While there is a lot of anecdotal evidence to support the idea that sugar
leads to hyperactivity in children, there is actually no scientific proof
to support this idea. Most parents will tell you that they can see changes
in their child’s behavior just after that Easter egg hunt or while
trick or treating, but science is yet to back these claims up.
Studies on hyperactivity and sugar
While detractors will point out that there have been no conclusive links
between sugar and hyperactivity, that isn’t quite the whole picture.
You see, when children consume refined sugar, they experience a rise in
blood sugar levels which results in cognitive and physiological symptoms
that can be mistaken for hyperactivity.
study by Yale Researcher Dr. Wesnes discovered that children who consumed large
volumes of sugar for breakfast experienced reduced attention spans and
were not able to focus on even simple tasks. Another study featured in the
Journal of Pediatrics (1995) by William Tamborlane, also of Yale University found that refined sugar
caused a spike in glucose load.
When you consume sugar, your glucose levels spike and then drop sharply
and when this happens, your body releases adrenaline to compensate. This
adrenaline release occurs in children when their blood sugar levels are
much higher and this results in some behavioral changes.

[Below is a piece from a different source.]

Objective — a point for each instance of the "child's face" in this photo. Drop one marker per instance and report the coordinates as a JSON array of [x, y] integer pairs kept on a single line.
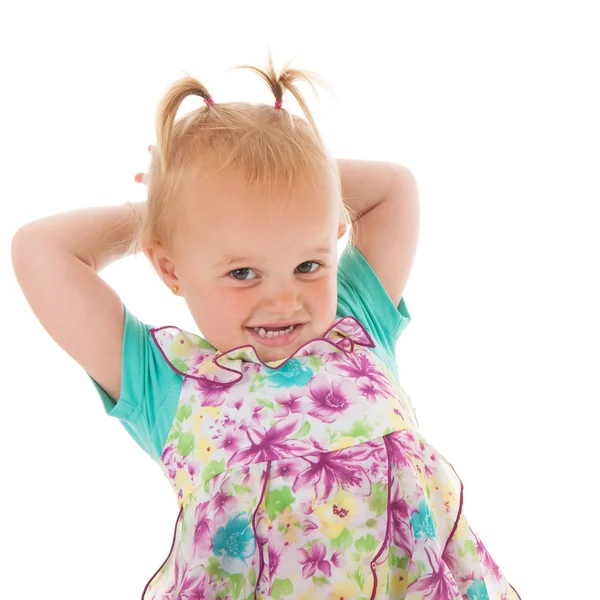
[[277, 280]]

How soda consumption encourages aggression
Perhaps the most disturbing studies to date revolve around teens and soda
consumption. Several studies were conducted to discover how consuming
just one soda a day affected teen behavior.
2011 study from the
Injury Prevention journal discovered that when teens drank five sodas a week, they were
more likely to engage in aggressive behaviors including damage to property,
violence and bullying behavior towards other teens and they were more
likely to carry weapons.
The team carried out a second
study and confirmed that even just one soda a day resulted in more aggressive
behavior and fighting. Teens with high soda consumption also experienced
other effects including anxiety, depression and feelings of hopelessness
and suicidal tendencies.
According to a September 2013, Credit Suisse Research Institute
report, as much as 30-40% of healthcare expenditure can be attributed to the
consumption of sugar. When refined sugar is consumed in large quantities,
children can experience a wide range of adverse effects. If you think
your child may be experiencing some of the adverse effects of sugar, cut
sugar from their diet for at least a week to see if it results in an improvement.
You can also consult your pediatrician for professional advice and nutritional
guidance. Always read food labels; corn syrup and sugar can be found in
many unexpected foods. Stick to fruits, vegetables and whole grains to
ensure that your child has a healthy body and a healthy mind.